An Inventory of Broken Things

I don’t really work with broken things so much anymore. Still, there are times when everything seems broken. Whatever you try to do, there is a problem. Let’s see:

Both my speakers are cracked (now using in-flight “headphones”). The laptop screen is falling off. The cartridge port of the C64 is glitching. There’s the broken SID condom and the left side of the Amiga keyboard doesn’t work.

Obviously this isn’t very helpful. It’s the kind of basic functionalities that perhaps even most glitch/noise artists rely on. But I’ve realised that I always liked this chaos. It’s a kind of techno angst. You’re never safe!

Of course, the SID condom meant that I could bring the C64 into the most absurd electrical jungles. No AC/DC outbursts could touch me! Now I’m back in paranoia land.

This is either stupid lamer-lazy “punk posing” or healthy and genuine non-control. I just know that it’s a productive environment for me. Nothing works, everything is great. Over and out.

About interviewing

Interviews are strange. Sometimes it’s almost like being a research assistant for the journalist — especially when it’s about chip/demo stuff. Unpaid work is always the best work!

But yeah, recently I was interviewed by a journalist who had obviously studied my Chipflip-timeline pretty well. That was a nice change. And one of the purposes of that list was indeed to educate researchers (though that might’ve been lost now, when it’s become so big).

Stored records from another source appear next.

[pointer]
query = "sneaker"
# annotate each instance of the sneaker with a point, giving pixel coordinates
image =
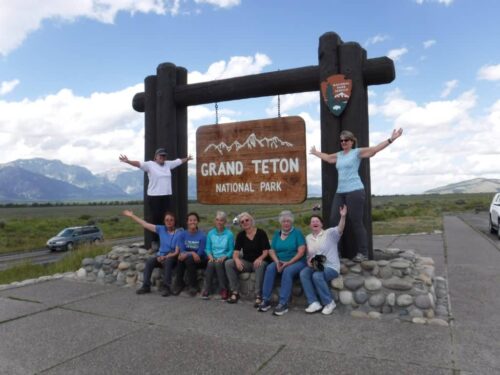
(224, 294)
(328, 309)
(359, 258)
(264, 306)
(280, 309)
(314, 307)
(143, 290)
(177, 289)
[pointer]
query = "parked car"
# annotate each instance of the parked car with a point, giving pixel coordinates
(68, 238)
(495, 215)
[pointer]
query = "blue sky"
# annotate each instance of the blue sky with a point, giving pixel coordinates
(69, 70)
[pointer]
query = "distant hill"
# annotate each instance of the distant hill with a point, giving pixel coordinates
(476, 185)
(43, 180)
(20, 185)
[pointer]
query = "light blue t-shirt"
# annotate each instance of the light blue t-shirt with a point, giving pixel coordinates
(348, 167)
(286, 249)
(168, 241)
(220, 244)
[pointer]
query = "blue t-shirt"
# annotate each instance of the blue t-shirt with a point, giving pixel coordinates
(192, 242)
(286, 249)
(220, 244)
(348, 166)
(168, 241)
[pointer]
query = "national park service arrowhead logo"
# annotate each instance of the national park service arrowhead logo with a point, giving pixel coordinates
(336, 92)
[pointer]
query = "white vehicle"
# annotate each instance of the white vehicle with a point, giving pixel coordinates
(495, 215)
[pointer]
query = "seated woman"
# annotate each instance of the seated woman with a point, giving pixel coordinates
(287, 252)
(166, 256)
(192, 255)
(254, 244)
(315, 279)
(220, 247)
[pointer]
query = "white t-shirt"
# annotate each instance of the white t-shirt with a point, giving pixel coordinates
(325, 243)
(160, 177)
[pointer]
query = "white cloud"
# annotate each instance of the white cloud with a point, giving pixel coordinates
(220, 3)
(429, 43)
(20, 18)
(449, 87)
(88, 131)
(376, 39)
(489, 72)
(442, 143)
(289, 102)
(92, 131)
(8, 86)
(396, 54)
(237, 66)
(445, 2)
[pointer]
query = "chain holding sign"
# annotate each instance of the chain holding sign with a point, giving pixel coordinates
(261, 161)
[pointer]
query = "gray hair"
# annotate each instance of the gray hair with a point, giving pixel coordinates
(286, 214)
(246, 214)
(221, 215)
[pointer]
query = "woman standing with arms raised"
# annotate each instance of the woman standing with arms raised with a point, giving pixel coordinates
(350, 189)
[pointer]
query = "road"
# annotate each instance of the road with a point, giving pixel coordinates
(479, 221)
(45, 256)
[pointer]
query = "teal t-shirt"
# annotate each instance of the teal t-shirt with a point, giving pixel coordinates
(286, 249)
(348, 167)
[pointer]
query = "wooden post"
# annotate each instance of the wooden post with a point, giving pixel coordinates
(330, 125)
(355, 119)
(150, 84)
(181, 173)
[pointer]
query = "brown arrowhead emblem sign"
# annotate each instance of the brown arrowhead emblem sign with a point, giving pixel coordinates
(336, 91)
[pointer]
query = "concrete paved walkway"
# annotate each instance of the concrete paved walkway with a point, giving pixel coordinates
(70, 327)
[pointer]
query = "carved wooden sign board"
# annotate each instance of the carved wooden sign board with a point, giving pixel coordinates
(252, 162)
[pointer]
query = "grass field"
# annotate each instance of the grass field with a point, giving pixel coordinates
(24, 228)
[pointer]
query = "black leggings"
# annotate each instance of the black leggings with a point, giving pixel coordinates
(355, 202)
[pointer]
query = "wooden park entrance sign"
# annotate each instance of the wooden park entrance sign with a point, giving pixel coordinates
(167, 96)
(260, 161)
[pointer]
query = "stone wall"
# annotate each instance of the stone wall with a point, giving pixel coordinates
(399, 284)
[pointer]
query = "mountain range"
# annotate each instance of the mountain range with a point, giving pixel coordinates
(42, 180)
(476, 185)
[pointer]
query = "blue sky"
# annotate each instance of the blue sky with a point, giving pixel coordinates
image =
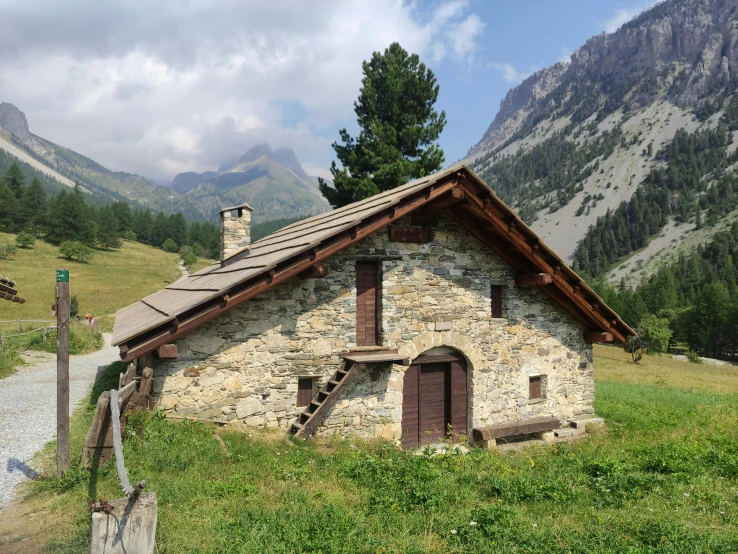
(191, 84)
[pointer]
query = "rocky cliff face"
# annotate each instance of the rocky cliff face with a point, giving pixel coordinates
(686, 50)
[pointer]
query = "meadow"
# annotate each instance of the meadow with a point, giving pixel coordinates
(660, 477)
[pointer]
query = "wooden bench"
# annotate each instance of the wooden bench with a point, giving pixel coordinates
(487, 436)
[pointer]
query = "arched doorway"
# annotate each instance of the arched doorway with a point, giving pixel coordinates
(434, 398)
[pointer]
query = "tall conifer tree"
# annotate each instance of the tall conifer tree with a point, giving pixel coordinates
(399, 129)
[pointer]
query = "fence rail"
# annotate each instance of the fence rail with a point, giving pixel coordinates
(43, 330)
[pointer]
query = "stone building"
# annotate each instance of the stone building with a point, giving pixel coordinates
(427, 310)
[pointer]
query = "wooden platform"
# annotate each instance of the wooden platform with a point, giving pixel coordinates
(375, 356)
(524, 427)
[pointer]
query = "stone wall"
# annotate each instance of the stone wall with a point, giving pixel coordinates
(245, 365)
(235, 231)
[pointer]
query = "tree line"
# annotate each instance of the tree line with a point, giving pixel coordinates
(66, 217)
(694, 186)
(694, 300)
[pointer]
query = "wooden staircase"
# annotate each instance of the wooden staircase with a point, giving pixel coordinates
(310, 419)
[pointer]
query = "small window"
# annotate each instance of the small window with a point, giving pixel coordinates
(536, 387)
(304, 391)
(496, 295)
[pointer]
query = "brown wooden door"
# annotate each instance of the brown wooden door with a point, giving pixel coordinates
(366, 303)
(434, 406)
(410, 405)
(434, 397)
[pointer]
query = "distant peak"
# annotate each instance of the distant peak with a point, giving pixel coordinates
(14, 121)
(255, 152)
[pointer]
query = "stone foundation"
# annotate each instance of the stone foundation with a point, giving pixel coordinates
(245, 365)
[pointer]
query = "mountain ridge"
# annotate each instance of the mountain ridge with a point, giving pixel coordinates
(608, 115)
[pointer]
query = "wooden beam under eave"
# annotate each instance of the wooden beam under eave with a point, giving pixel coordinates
(476, 206)
(598, 336)
(455, 196)
(317, 271)
(167, 352)
(533, 279)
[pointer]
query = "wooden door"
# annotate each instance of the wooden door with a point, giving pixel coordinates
(410, 405)
(434, 397)
(434, 406)
(366, 303)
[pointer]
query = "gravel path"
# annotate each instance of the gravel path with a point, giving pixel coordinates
(28, 410)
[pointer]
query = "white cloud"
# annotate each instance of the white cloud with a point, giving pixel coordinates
(509, 73)
(189, 84)
(565, 56)
(624, 15)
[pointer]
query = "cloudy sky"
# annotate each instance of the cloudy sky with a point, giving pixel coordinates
(158, 88)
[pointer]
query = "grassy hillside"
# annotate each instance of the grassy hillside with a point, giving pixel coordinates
(661, 477)
(114, 278)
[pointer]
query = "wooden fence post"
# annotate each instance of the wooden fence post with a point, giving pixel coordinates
(62, 371)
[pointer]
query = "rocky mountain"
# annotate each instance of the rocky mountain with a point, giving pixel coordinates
(577, 147)
(67, 167)
(273, 183)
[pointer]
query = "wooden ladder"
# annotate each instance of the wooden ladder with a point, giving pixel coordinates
(311, 418)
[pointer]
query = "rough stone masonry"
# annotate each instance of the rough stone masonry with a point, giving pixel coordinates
(244, 366)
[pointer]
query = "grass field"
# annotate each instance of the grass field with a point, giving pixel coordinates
(113, 279)
(661, 477)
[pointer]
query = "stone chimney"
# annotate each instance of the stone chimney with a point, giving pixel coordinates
(235, 233)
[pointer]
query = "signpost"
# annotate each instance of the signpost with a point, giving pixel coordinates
(62, 371)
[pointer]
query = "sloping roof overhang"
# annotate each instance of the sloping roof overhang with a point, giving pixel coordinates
(192, 301)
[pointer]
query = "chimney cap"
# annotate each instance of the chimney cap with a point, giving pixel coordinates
(244, 205)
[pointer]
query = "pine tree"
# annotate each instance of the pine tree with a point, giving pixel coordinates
(8, 208)
(107, 233)
(399, 129)
(70, 219)
(15, 179)
(34, 208)
(123, 216)
(177, 229)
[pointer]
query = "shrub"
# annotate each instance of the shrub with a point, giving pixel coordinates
(7, 251)
(75, 250)
(693, 357)
(25, 240)
(188, 256)
(169, 246)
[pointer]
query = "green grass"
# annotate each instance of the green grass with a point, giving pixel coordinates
(662, 477)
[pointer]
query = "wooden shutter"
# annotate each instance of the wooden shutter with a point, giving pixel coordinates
(459, 399)
(366, 303)
(534, 387)
(410, 407)
(304, 391)
(496, 295)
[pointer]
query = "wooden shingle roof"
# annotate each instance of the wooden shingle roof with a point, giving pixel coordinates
(192, 301)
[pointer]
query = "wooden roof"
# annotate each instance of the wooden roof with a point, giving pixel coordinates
(192, 301)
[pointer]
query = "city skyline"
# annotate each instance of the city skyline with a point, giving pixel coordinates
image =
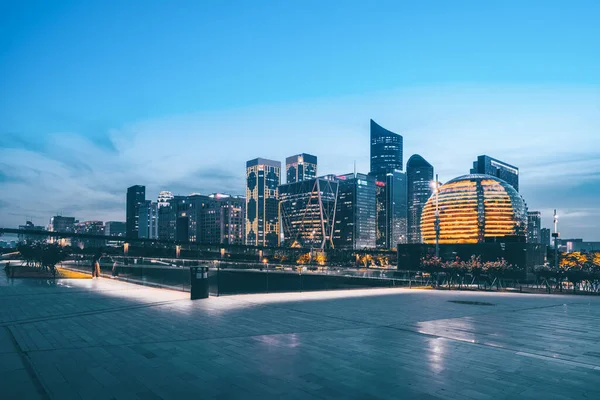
(86, 115)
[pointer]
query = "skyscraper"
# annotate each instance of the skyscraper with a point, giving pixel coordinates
(62, 224)
(163, 198)
(263, 178)
(490, 166)
(114, 228)
(392, 197)
(148, 220)
(307, 211)
(355, 217)
(419, 176)
(386, 151)
(301, 167)
(534, 227)
(136, 195)
(545, 236)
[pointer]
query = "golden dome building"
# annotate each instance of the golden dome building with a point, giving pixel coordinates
(475, 208)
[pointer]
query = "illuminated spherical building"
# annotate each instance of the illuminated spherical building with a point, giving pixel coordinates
(474, 209)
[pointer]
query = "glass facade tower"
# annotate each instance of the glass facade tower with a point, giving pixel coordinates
(355, 217)
(386, 151)
(301, 167)
(419, 175)
(262, 207)
(392, 196)
(307, 211)
(490, 166)
(136, 196)
(534, 227)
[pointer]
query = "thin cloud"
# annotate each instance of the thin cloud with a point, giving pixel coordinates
(550, 132)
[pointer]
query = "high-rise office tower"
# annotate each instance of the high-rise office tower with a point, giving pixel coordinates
(216, 218)
(163, 198)
(136, 195)
(62, 224)
(355, 216)
(392, 196)
(262, 207)
(178, 217)
(114, 228)
(419, 174)
(392, 210)
(307, 211)
(301, 167)
(386, 151)
(148, 220)
(534, 227)
(545, 236)
(89, 228)
(490, 166)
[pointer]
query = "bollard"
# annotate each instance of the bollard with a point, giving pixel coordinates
(198, 283)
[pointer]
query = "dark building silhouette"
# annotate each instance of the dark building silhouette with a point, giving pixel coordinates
(307, 212)
(392, 210)
(534, 227)
(355, 218)
(136, 195)
(545, 236)
(490, 166)
(262, 206)
(62, 224)
(114, 228)
(178, 217)
(386, 151)
(301, 167)
(392, 196)
(419, 174)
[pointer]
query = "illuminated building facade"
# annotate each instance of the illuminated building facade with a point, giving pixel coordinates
(307, 210)
(90, 228)
(136, 195)
(263, 178)
(490, 166)
(163, 198)
(545, 236)
(392, 196)
(148, 220)
(475, 209)
(62, 224)
(301, 167)
(355, 216)
(386, 151)
(534, 227)
(419, 174)
(392, 210)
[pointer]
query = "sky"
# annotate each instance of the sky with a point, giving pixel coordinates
(97, 96)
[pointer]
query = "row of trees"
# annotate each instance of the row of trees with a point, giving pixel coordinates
(580, 270)
(43, 255)
(459, 272)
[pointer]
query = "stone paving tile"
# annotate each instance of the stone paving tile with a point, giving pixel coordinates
(107, 339)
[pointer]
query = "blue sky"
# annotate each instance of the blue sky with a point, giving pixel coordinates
(99, 95)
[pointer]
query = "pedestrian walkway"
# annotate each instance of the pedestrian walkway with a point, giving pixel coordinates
(106, 339)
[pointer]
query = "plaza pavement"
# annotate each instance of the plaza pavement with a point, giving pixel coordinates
(105, 339)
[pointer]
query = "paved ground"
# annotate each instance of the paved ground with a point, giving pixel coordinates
(106, 339)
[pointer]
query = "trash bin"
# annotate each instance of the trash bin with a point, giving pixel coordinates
(199, 282)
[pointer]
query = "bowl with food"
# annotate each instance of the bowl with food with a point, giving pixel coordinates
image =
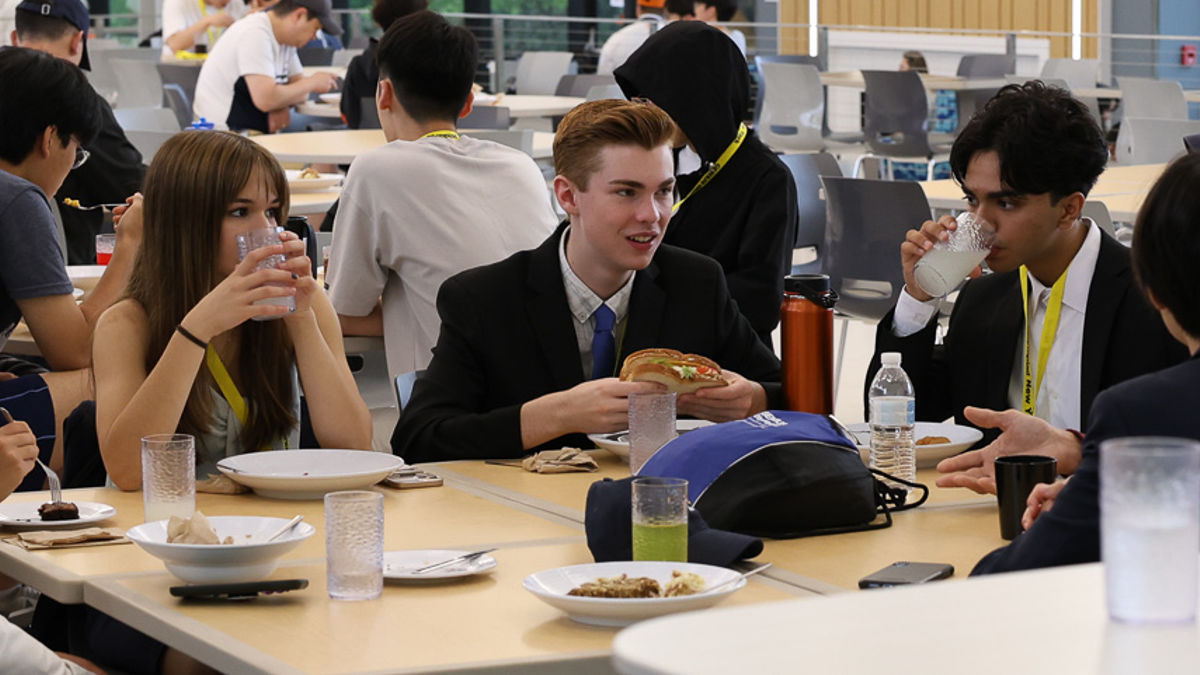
(222, 549)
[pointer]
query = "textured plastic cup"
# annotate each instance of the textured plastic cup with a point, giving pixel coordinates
(1015, 478)
(105, 246)
(943, 267)
(660, 519)
(652, 423)
(354, 544)
(1150, 529)
(255, 239)
(168, 476)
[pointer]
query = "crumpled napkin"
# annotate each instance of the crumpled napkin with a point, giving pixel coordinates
(559, 461)
(69, 538)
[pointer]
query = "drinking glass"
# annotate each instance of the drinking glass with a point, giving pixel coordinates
(1150, 527)
(168, 476)
(660, 519)
(943, 267)
(255, 239)
(354, 544)
(652, 423)
(105, 246)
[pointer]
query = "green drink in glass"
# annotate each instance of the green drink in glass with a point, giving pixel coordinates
(660, 519)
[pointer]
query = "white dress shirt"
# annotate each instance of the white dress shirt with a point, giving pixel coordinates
(1059, 395)
(583, 303)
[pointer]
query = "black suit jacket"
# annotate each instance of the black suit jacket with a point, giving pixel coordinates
(1123, 338)
(1161, 404)
(507, 338)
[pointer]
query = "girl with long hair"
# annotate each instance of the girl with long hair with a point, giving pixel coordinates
(179, 353)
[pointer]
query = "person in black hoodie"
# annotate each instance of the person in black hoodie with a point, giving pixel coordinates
(363, 72)
(744, 216)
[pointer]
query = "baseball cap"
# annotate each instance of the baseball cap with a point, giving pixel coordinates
(324, 11)
(71, 11)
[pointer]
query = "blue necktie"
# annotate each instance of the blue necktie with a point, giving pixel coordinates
(604, 345)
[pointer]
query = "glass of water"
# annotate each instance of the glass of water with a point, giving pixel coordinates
(255, 239)
(168, 476)
(354, 544)
(1150, 527)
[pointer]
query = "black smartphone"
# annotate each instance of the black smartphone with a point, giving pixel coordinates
(903, 573)
(240, 591)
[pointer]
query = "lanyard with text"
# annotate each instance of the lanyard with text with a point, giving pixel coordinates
(1049, 329)
(715, 168)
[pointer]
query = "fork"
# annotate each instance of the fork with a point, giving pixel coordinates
(51, 477)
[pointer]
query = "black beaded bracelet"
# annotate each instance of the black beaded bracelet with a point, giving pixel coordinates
(187, 334)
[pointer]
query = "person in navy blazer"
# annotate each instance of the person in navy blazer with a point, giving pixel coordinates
(1165, 250)
(510, 371)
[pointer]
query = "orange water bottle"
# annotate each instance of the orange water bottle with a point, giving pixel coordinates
(807, 327)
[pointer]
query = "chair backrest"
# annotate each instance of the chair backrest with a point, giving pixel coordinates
(807, 171)
(897, 109)
(605, 91)
(1079, 73)
(148, 141)
(1150, 141)
(793, 107)
(486, 117)
(147, 119)
(538, 72)
(1099, 215)
(343, 57)
(987, 65)
(1145, 97)
(138, 84)
(369, 117)
(867, 223)
(174, 99)
(405, 382)
(580, 84)
(316, 55)
(519, 138)
(184, 75)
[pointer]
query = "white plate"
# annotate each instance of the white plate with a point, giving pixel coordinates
(309, 475)
(400, 565)
(618, 443)
(23, 515)
(552, 586)
(247, 559)
(961, 437)
(298, 184)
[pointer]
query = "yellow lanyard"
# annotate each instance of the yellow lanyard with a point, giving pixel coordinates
(1049, 329)
(715, 168)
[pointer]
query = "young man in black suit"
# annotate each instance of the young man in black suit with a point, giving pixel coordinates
(1165, 249)
(520, 365)
(1026, 162)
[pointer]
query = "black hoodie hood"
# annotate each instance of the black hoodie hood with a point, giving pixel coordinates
(697, 76)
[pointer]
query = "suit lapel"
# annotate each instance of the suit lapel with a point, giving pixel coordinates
(646, 308)
(551, 317)
(1110, 282)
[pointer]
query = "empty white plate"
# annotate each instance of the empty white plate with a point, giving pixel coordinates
(401, 565)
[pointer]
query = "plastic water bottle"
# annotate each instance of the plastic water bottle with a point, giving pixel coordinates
(893, 410)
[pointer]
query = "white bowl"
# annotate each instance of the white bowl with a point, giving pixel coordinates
(552, 586)
(249, 559)
(309, 475)
(961, 437)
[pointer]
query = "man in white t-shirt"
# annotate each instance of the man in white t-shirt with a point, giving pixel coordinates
(189, 24)
(253, 76)
(430, 203)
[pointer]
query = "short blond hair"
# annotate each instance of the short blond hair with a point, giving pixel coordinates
(594, 125)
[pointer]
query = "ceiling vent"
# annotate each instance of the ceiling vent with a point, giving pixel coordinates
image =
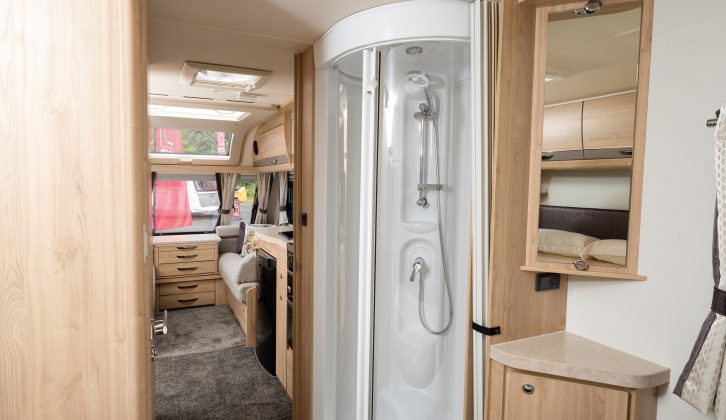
(217, 76)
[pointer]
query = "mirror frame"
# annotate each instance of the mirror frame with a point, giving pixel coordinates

Here is the article in English. It’s packed with references, many of which I’ve never heard about (which is good!). I like that Kjell Nordbo is mentioned as one of the most respected producers in the scene (my guess is that both 4mat and me mentioned him).

There are also three separate articles for me (English), Pixelh8 and 4mat. Here are some of the questions with my original answers, if u’re into those things. And if you want to know more, read here.

Q. Do you sometimes feel limited by hardware/software used?

The character of any technology lies in the limitations. If something is unlimited, it doesn’t even exist. : ) The fun part of playing a piano is to have two hands and fixed notes and so on. So yes, of course I feel limited. Often it’s in a good way of subconsciously feeling like “phew, I don’t have to make that decision” or “ah okay nice so I have to challenge myself to come up with a different solution than what I was thinking of”. Sometimes it’s just bad, of course, when you want to have more voices and so on. But then I’ll just record stuff and overdub.

Q. Where do you place the born of chip music?

Either
– 1951 with the first digital music
– 1977 and the first video game console with a soundchip
– 1989 when the term chipmusic first appeared in the demoscene
– 1999 with micromusic.net, record relases, concerts, etc

The origin of chipmusic was, I guess, rather expected. There were computers with software that you could use to make music. So people started to do that. And they distributed their music for free, to get maximum attention. Demos/intros/music-compilations started to appear on big floppy disks, sent around the world. Or – and perhaps more interesting – there were also modem-networks of hackers/traders etc who distributed these materials around the world.

Q. I noticed that people thinks that chip music is a derivation of some Warp ambient-techno, but you will confirm me that it’s not so (maybe it’s the contrary, and people like AFX has been influenced to the gaming culture).

Aphex Twin’s label Rephlex was one of the few labels who were connected with the early chipscene around year 2000. They released Bodenständig 2000’s album, which is one of the first examples, and still a fantastic album. Also artists like DMX Krew and Cylob were slightly involved with micromusic.net. But other than that – all the big labels like Warp were far too serious to have anything to do with chipmusic : ) In general, it’s quite rare to hear chipmusic that sounds like slow IDM. The C64-musician ED is a good exception though.

Steven Seagal as utilitarian

So I have a twitter-thing, and when I run it through Daniel Jones’ 7+t, this is what it says:

In USA, testcard musicology has to be one-tone begs only. If it’s trumpeter – mad respectz.

skweee is addictive, but there is a curiosity. but it’s only available in sweden.

Finished sonnets for 7″. Rhesus: Steven Seagal. As utilitarian.